Decritores: Fonoaudiologia; Gestão em Saúde; Saúde Coletiva

INTRODUÇÃO

Desde a criação do Sistema Único de Saúde (SUS) foram empreendidos esforços pelas três esferas governamentais, população e profissionais de saúde para que seus princípios fossem devidamente respeitados e implementados1. O processo de mudança no ensino de graduação das profissões de saúde no Brasil tem ocorrido diante da Lei de Diretrizes e Bases da Educação Nacional – LDB, que busca qualificar a formação discente e contribuir para a melhoria da assistência prestada aos usuários do Sistema Único de Saúde – SUS. Por sua vez, as Diretrizes Curriculares Nacionais buscam uma formação mais generalista, humanista, crítica e reflexiva, capacitando o profissional da saúde para atuar pautado em princípios éticos e científicos na clínica-terapêutica e prática preventiva.

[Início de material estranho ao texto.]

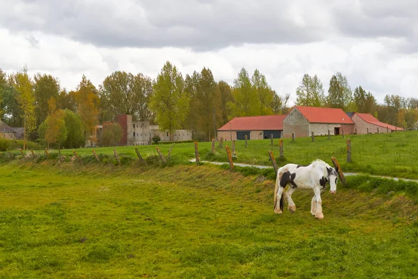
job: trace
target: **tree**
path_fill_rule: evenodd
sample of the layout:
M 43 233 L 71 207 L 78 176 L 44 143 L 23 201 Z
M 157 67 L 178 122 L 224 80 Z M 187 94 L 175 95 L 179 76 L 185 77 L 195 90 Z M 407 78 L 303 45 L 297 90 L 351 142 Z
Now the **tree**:
M 100 89 L 103 120 L 114 119 L 118 114 L 132 115 L 134 120 L 149 120 L 148 103 L 153 90 L 149 77 L 116 71 L 104 79 Z
M 84 75 L 75 96 L 77 114 L 80 116 L 84 126 L 84 142 L 88 138 L 95 141 L 95 124 L 98 122 L 98 107 L 100 102 L 95 87 Z
M 227 106 L 231 112 L 229 119 L 237 116 L 258 115 L 261 111 L 260 99 L 248 77 L 248 73 L 242 68 L 238 77 L 233 80 L 233 96 L 234 103 L 229 102 Z
M 251 84 L 256 91 L 260 102 L 260 113 L 258 115 L 271 115 L 273 114 L 273 91 L 267 83 L 264 75 L 257 69 L 251 77 Z
M 327 103 L 330 107 L 340 108 L 344 111 L 353 109 L 353 93 L 347 81 L 347 77 L 337 72 L 330 80 Z
M 311 77 L 304 74 L 300 85 L 296 89 L 296 105 L 325 107 L 325 96 L 323 84 L 316 75 Z
M 29 135 L 36 128 L 33 84 L 28 75 L 28 70 L 26 66 L 20 72 L 14 74 L 13 80 L 17 92 L 16 99 L 22 112 L 21 116 L 23 119 L 23 149 L 25 149 Z
M 169 61 L 162 67 L 154 83 L 150 108 L 162 130 L 173 132 L 182 128 L 189 111 L 189 99 L 184 92 L 184 80 L 176 66 Z
M 37 123 L 41 123 L 46 119 L 48 114 L 48 100 L 51 98 L 58 100 L 60 85 L 58 79 L 50 75 L 37 73 L 35 75 L 34 80 Z
M 64 121 L 68 132 L 68 136 L 65 140 L 62 143 L 65 148 L 79 148 L 84 146 L 84 126 L 79 115 L 75 112 L 66 109 L 64 110 Z
M 102 142 L 104 146 L 118 145 L 122 139 L 123 131 L 121 125 L 116 123 L 103 123 Z
M 291 94 L 285 94 L 284 96 L 279 96 L 276 93 L 276 91 L 273 91 L 273 114 L 285 114 L 288 112 L 288 107 L 287 107 L 287 103 L 291 98 Z

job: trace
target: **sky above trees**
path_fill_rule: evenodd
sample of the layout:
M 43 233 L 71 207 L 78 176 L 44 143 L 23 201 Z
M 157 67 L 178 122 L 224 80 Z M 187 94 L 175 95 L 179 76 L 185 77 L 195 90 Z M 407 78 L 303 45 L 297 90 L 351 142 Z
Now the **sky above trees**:
M 331 3 L 332 2 L 332 3 Z M 341 72 L 383 103 L 416 97 L 418 5 L 415 0 L 0 0 L 0 68 L 58 77 L 74 90 L 116 70 L 155 79 L 170 61 L 183 74 L 203 67 L 233 84 L 257 68 L 277 93 L 304 74 L 328 90 Z

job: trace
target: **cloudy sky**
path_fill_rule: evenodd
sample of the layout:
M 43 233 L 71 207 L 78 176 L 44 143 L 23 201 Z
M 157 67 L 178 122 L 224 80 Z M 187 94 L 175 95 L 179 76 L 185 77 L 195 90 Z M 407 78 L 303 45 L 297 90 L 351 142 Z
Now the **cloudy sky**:
M 279 94 L 304 73 L 346 75 L 382 102 L 418 98 L 416 0 L 0 0 L 0 68 L 26 64 L 75 89 L 115 70 L 155 78 L 169 61 L 233 84 L 258 68 Z

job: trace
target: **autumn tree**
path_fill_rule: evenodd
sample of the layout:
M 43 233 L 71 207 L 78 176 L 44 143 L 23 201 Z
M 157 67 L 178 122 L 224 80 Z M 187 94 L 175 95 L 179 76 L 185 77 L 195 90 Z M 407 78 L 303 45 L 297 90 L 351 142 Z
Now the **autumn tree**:
M 48 114 L 48 100 L 51 98 L 57 100 L 59 96 L 60 85 L 58 79 L 50 75 L 37 73 L 34 77 L 34 93 L 36 100 L 36 113 L 37 123 L 42 123 Z
M 13 75 L 14 89 L 17 93 L 16 100 L 22 111 L 23 120 L 24 140 L 23 149 L 26 149 L 26 142 L 29 135 L 36 128 L 35 114 L 36 103 L 33 93 L 33 84 L 28 75 L 28 70 L 24 66 L 20 72 Z
M 150 98 L 150 108 L 162 130 L 173 132 L 182 128 L 189 111 L 189 99 L 184 92 L 185 82 L 177 68 L 167 61 L 157 76 Z
M 116 71 L 107 77 L 100 86 L 103 120 L 118 114 L 130 114 L 134 120 L 148 121 L 148 99 L 153 91 L 151 80 L 141 73 Z
M 95 124 L 98 122 L 99 98 L 98 91 L 89 80 L 83 75 L 75 93 L 77 114 L 84 126 L 84 141 L 95 141 Z
M 337 72 L 330 80 L 327 102 L 330 107 L 340 108 L 344 111 L 354 110 L 352 107 L 353 93 L 347 77 Z
M 296 89 L 296 105 L 325 107 L 326 98 L 320 80 L 316 75 L 313 77 L 304 74 L 300 85 Z

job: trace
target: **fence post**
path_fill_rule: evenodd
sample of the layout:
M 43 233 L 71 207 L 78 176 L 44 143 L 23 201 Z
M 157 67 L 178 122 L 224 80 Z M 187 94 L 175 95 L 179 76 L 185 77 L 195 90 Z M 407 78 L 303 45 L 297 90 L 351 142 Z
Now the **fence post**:
M 334 167 L 335 167 L 335 168 L 338 167 L 338 176 L 339 176 L 340 180 L 341 180 L 341 183 L 343 183 L 343 185 L 344 186 L 346 186 L 347 181 L 346 180 L 346 177 L 344 177 L 344 174 L 343 173 L 343 171 L 342 171 L 341 168 L 340 167 L 339 164 L 338 163 L 338 161 L 336 160 L 335 157 L 331 157 L 331 160 L 332 161 L 332 164 L 334 164 Z
M 351 140 L 347 139 L 347 163 L 351 163 Z
M 170 146 L 170 149 L 169 149 L 169 158 L 171 156 L 171 149 L 173 148 L 173 146 L 174 146 L 174 144 L 176 144 L 176 142 L 171 144 L 171 146 Z
M 137 147 L 135 148 L 135 153 L 137 153 L 137 156 L 138 156 L 138 158 L 139 159 L 139 161 L 141 163 L 144 163 L 144 158 L 142 158 L 142 156 L 139 153 L 139 151 L 138 150 Z
M 161 153 L 161 151 L 160 150 L 158 146 L 156 147 L 156 149 L 157 149 L 157 152 L 158 152 L 158 154 L 160 155 L 160 158 L 161 158 L 161 160 L 162 160 L 162 161 L 164 163 L 167 163 L 167 161 L 165 160 L 165 158 L 164 158 L 164 156 L 162 156 L 162 153 Z
M 114 153 L 115 153 L 115 157 L 116 157 L 116 160 L 119 165 L 121 165 L 121 160 L 119 159 L 119 156 L 118 156 L 118 153 L 116 152 L 116 149 L 114 149 Z
M 283 139 L 279 140 L 279 149 L 280 149 L 280 160 L 283 159 Z
M 215 153 L 215 139 L 212 139 L 212 152 Z
M 226 149 L 226 155 L 228 155 L 228 161 L 229 162 L 229 167 L 231 167 L 231 170 L 233 170 L 233 162 L 232 161 L 232 158 L 231 157 L 231 151 L 229 151 L 229 147 L 228 146 L 225 146 L 225 149 Z
M 272 164 L 273 164 L 273 168 L 274 169 L 274 172 L 276 172 L 276 175 L 277 175 L 277 163 L 276 163 L 276 160 L 274 159 L 274 156 L 271 150 L 268 151 L 268 156 L 272 161 Z
M 221 140 L 219 140 L 219 148 L 224 147 L 224 137 L 221 137 Z
M 96 160 L 98 162 L 100 162 L 100 160 L 99 160 L 99 156 L 98 156 L 98 154 L 96 154 L 94 149 L 93 149 L 93 155 L 94 155 L 94 156 L 96 158 Z
M 77 154 L 77 153 L 75 152 L 75 150 L 72 151 L 72 153 L 74 153 L 74 156 L 75 156 L 75 158 L 77 158 L 77 160 L 79 163 L 82 163 L 82 160 L 80 159 L 80 158 L 79 157 L 79 156 Z
M 199 150 L 197 149 L 197 142 L 194 142 L 194 155 L 196 156 L 196 165 L 199 165 Z

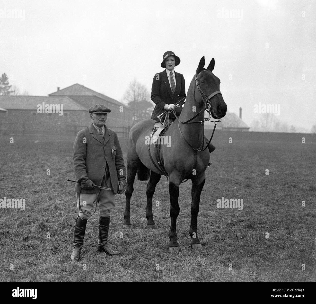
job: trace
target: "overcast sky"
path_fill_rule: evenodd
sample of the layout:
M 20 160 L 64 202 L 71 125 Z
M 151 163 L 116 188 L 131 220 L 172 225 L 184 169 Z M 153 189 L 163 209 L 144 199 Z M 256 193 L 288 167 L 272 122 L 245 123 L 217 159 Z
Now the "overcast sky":
M 214 57 L 229 112 L 241 106 L 250 125 L 254 105 L 279 104 L 282 121 L 309 131 L 315 16 L 308 0 L 0 0 L 0 74 L 30 95 L 77 83 L 122 101 L 134 78 L 150 92 L 167 51 L 180 58 L 187 90 L 201 57 L 205 67 Z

No ensino dos cursos de graduação em saúde pode-se observar a importância de implantar e implementar conteúdos relacionados ao modelo teórico-conceitual da saúde coletiva, que por sua vez, caracteriza-se como um campo de saberes e de práticas de saúde tanto como um fenômeno social quanto de relevância pública, dando sustentação à prática das diretrizes e princípios do SUS 2,3. As competências e habilidades gerais para atuação com atenção à saúde, comunicação, liderança, administração e gerenciamento, educação permanente, presentes nas Diretrizes Curriculares dos cursos de graduação da área de saúde, estão estritamente vinculadas, e até dependentes, da compreensão das condições e dos elementos gerais de gestão em saúde e gestão em serviços. Dessa forma, o tema ministrado em sala de aula na graduação, dará oportunidade, aos egressos, de fortalecerem os processos de reorientação do modelo de atenção4, bem como as práticas cotidianas em serviços na "organização do processo de trabalho em saúde tomando como pano de fundo as diretrizes do SUS"5.

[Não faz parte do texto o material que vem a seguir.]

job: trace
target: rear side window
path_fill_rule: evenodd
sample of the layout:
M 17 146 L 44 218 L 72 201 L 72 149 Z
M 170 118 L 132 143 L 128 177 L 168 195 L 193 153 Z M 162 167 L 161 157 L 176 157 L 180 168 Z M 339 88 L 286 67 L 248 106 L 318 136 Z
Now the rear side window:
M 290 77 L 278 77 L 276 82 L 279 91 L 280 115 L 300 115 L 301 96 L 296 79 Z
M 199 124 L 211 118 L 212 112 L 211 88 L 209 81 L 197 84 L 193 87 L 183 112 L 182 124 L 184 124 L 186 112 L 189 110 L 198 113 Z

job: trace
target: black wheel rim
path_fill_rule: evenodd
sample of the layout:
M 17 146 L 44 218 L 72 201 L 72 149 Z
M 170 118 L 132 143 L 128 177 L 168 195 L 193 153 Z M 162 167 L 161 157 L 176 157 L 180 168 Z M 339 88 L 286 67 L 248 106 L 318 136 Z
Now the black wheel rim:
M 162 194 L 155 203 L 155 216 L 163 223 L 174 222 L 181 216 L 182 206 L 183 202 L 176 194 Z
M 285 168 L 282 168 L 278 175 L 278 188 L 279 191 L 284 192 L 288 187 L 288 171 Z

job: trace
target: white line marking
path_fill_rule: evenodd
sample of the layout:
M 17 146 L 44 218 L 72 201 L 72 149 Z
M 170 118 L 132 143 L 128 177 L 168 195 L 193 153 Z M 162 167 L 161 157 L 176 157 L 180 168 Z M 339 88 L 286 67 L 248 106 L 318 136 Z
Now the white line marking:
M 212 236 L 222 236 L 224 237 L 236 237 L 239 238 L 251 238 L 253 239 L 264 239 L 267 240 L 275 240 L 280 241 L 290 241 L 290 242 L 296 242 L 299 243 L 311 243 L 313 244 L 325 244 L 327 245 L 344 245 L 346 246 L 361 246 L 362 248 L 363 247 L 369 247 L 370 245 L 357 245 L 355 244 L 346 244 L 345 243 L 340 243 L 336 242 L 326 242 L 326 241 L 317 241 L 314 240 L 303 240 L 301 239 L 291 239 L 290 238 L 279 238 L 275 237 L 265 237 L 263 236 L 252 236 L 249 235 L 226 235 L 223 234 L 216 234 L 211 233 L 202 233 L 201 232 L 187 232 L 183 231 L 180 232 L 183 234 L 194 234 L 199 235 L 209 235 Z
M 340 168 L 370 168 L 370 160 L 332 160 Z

Neste sentido, esses mesmos autores ressaltam o papel do processo saúde-doença, que foi se modificando ao longo do desenvolvimento dos sistemas de crenças e valores construídos socialmente. Admitido como recortes da realidade promovem abordagens diferenciadas desde a instância orgânica até os desafios de uma "perspectiva não reducionista que recupere o significado do indivíduo em sua singularidade e subjetividade na relação com os outros e com o mundo". Os modos sociais de produção da vida delimitam os desafios da saúde mais comumente relacionados à formação e transformação dos grupos sociais, e assim, precisam ser compreendidos integralmente para avançar o conhecimento dos problemas mais complexos6.

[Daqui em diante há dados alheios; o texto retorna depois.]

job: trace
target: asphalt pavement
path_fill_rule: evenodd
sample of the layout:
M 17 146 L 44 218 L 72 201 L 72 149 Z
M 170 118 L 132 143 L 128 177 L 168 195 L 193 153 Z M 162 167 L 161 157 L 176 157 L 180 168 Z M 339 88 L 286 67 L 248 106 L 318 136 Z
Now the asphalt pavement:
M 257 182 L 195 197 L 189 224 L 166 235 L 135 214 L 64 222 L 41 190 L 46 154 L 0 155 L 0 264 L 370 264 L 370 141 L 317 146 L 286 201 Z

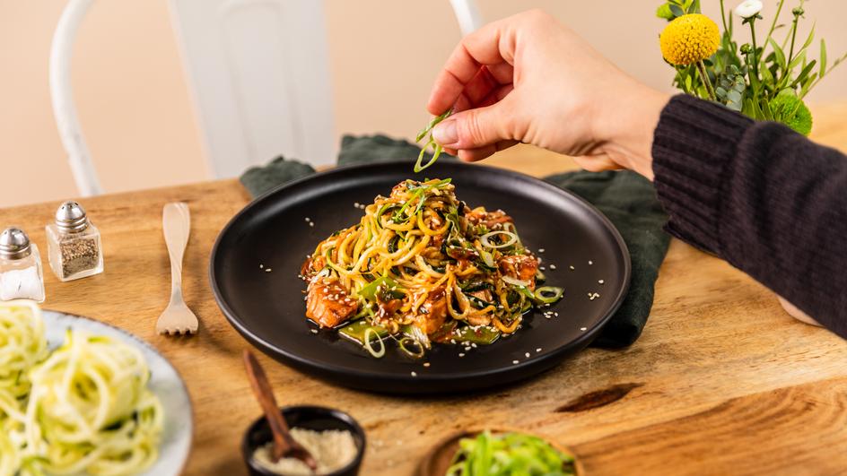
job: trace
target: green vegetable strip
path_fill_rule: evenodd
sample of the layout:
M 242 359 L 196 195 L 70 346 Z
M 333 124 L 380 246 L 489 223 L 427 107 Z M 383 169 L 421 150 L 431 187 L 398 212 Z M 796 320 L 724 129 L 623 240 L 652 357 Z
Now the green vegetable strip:
M 435 126 L 440 122 L 450 117 L 451 114 L 453 114 L 452 108 L 449 109 L 447 112 L 441 114 L 441 116 L 436 116 L 435 117 L 432 117 L 432 120 L 431 120 L 430 123 L 426 125 L 426 127 L 424 127 L 424 130 L 418 133 L 417 137 L 415 138 L 415 142 L 419 143 L 421 142 L 421 139 L 423 139 L 424 135 L 426 135 L 427 134 L 430 134 L 429 140 L 427 141 L 426 144 L 424 145 L 424 147 L 421 149 L 421 153 L 418 154 L 417 156 L 417 162 L 415 163 L 415 173 L 418 173 L 421 170 L 424 170 L 426 168 L 430 167 L 431 165 L 434 164 L 435 160 L 438 160 L 438 156 L 441 155 L 441 151 L 443 149 L 441 145 L 436 143 L 435 139 L 432 138 L 432 129 L 435 128 Z M 426 150 L 429 149 L 430 147 L 432 147 L 432 158 L 430 159 L 430 161 L 426 162 L 426 164 L 422 165 L 424 162 L 424 155 L 426 153 Z
M 447 476 L 571 476 L 573 458 L 545 440 L 521 433 L 484 431 L 462 438 Z

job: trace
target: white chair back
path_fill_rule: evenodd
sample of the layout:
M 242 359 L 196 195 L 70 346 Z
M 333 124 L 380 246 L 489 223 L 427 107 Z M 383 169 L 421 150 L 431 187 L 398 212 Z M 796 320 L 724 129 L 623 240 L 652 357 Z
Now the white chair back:
M 94 0 L 70 0 L 50 53 L 50 92 L 82 195 L 101 193 L 70 81 L 76 31 Z M 217 177 L 278 154 L 333 163 L 336 141 L 323 0 L 169 0 L 204 153 Z M 450 0 L 464 34 L 475 0 Z

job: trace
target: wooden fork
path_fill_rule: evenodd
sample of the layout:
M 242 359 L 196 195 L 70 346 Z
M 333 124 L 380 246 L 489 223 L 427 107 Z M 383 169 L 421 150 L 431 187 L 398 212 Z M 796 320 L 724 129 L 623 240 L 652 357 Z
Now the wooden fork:
M 191 230 L 188 204 L 166 204 L 162 212 L 162 227 L 170 255 L 170 303 L 156 321 L 156 332 L 170 335 L 194 333 L 197 332 L 197 316 L 182 299 L 182 256 Z

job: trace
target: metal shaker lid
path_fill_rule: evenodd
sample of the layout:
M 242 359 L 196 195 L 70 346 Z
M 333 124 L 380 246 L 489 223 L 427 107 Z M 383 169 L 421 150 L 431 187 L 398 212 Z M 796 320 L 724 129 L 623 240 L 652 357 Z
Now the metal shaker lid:
M 56 226 L 62 231 L 78 232 L 88 228 L 85 210 L 76 202 L 65 202 L 56 211 Z
M 19 228 L 10 227 L 0 233 L 0 257 L 5 259 L 25 258 L 32 253 L 30 237 Z

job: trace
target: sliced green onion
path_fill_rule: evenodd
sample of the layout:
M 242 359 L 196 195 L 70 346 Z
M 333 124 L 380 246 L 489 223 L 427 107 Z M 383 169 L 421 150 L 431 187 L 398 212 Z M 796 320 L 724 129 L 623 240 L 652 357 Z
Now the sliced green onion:
M 371 309 L 366 306 L 364 307 L 368 310 Z M 372 314 L 372 311 L 369 314 Z M 361 345 L 364 345 L 364 333 L 368 329 L 371 329 L 371 332 L 375 333 L 377 337 L 384 337 L 389 334 L 388 329 L 380 325 L 373 325 L 369 323 L 367 319 L 360 319 L 358 321 L 345 325 L 338 329 L 338 333 L 342 337 L 345 337 L 351 341 L 355 341 Z M 371 336 L 371 339 L 373 337 Z
M 536 290 L 535 298 L 545 304 L 553 304 L 564 296 L 564 289 L 555 286 L 541 286 Z
M 436 116 L 435 117 L 432 117 L 432 120 L 430 121 L 430 123 L 426 125 L 426 127 L 424 127 L 424 130 L 418 133 L 417 137 L 415 137 L 415 142 L 416 143 L 421 142 L 421 139 L 423 139 L 424 136 L 427 134 L 427 133 L 429 133 L 430 137 L 426 144 L 421 149 L 421 153 L 418 154 L 417 156 L 417 162 L 415 163 L 415 173 L 418 173 L 421 170 L 424 170 L 429 166 L 434 164 L 435 160 L 438 160 L 438 156 L 441 155 L 441 151 L 443 149 L 441 147 L 441 144 L 436 143 L 435 140 L 432 138 L 432 129 L 438 125 L 438 123 L 449 117 L 450 114 L 453 114 L 452 108 L 444 112 L 441 116 Z M 424 155 L 426 153 L 426 150 L 429 149 L 430 146 L 432 146 L 433 149 L 432 158 L 430 159 L 430 161 L 426 162 L 425 165 L 422 165 L 422 162 L 424 161 Z
M 377 292 L 380 288 L 384 287 L 392 293 L 402 293 L 404 289 L 397 284 L 397 281 L 389 276 L 382 276 L 371 281 L 367 286 L 359 290 L 359 296 L 362 296 L 369 301 L 374 301 L 377 299 Z
M 424 357 L 424 354 L 426 353 L 426 349 L 421 345 L 421 342 L 415 341 L 411 337 L 403 337 L 397 341 L 397 347 L 401 351 L 406 352 L 409 357 L 414 357 L 415 359 L 420 359 Z M 409 347 L 414 347 L 409 349 Z
M 492 237 L 494 237 L 496 235 L 505 235 L 509 237 L 509 239 L 507 239 L 506 241 L 503 241 L 500 245 L 494 245 L 493 243 L 491 242 L 491 238 Z M 479 238 L 479 242 L 482 243 L 484 247 L 493 248 L 493 249 L 504 248 L 506 247 L 510 247 L 511 245 L 514 245 L 515 242 L 517 241 L 518 241 L 518 235 L 515 235 L 511 231 L 503 231 L 502 229 L 492 231 L 490 233 L 485 233 Z
M 526 288 L 529 286 L 528 281 L 519 280 L 517 278 L 512 278 L 511 276 L 508 276 L 508 275 L 502 276 L 502 280 L 503 281 L 509 284 L 511 284 L 512 286 L 520 286 L 522 288 Z
M 491 253 L 488 253 L 487 251 L 481 249 L 479 250 L 479 255 L 480 257 L 483 258 L 483 263 L 485 263 L 486 266 L 488 266 L 489 268 L 496 267 L 494 266 L 494 257 L 492 256 Z
M 541 263 L 541 261 L 539 260 L 538 263 Z M 541 270 L 537 270 L 536 282 L 544 282 L 546 281 L 547 281 L 547 277 L 544 274 L 544 273 L 541 273 Z
M 478 327 L 465 325 L 453 332 L 450 338 L 458 342 L 489 345 L 500 338 L 500 331 L 491 325 L 480 325 Z
M 371 345 L 371 334 L 377 336 L 377 341 L 380 342 L 379 351 L 375 351 Z M 382 342 L 382 338 L 380 337 L 380 334 L 377 333 L 372 327 L 368 327 L 364 330 L 364 348 L 368 352 L 371 353 L 371 355 L 376 357 L 377 359 L 380 359 L 385 355 L 385 342 Z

Tal processo sofre influências diretas dos serviços de saúde oferecidos à população, e muitos países socialistas e capitalistas realizaram grandes modificações, quanto à sua organização, ao explorar mais intensamente aspectos científicos e tecnológicos oferecidos para a gestão de sistemas de serviços de saúde7. Provocar o estudante para operar na definição de prioridades, assim como dos objetivos e estratégias, atuar na configuração dos serviços e na transformação das práticas dos profissionais, avaliar, sobretudo, sua eficiência, eficácia e investimento-efetividade, além de investigações substanciais e articuladas às necessidades da população e dos serviços de saúde, são algumas das funções do ensino das práticas de gestão.

Valores como democracia, empowerment e comunidade são considerados fundamentais na qualidade dos serviços públicos visto que o empoderamento individual é um pré-requisito para o empoderamento comunitário e mudanças sociais8 e deste modo permite que o individuo tenho autonomia frente às suas escolhas e fornecimento de informações sobre o campo da saúde9. Essas concepções dependem de vivência constante para serem assumidas e aprimoradas, na formação do acadêmico, transpassando, em contrapartida, os especialismos das várias disciplinas em saúde.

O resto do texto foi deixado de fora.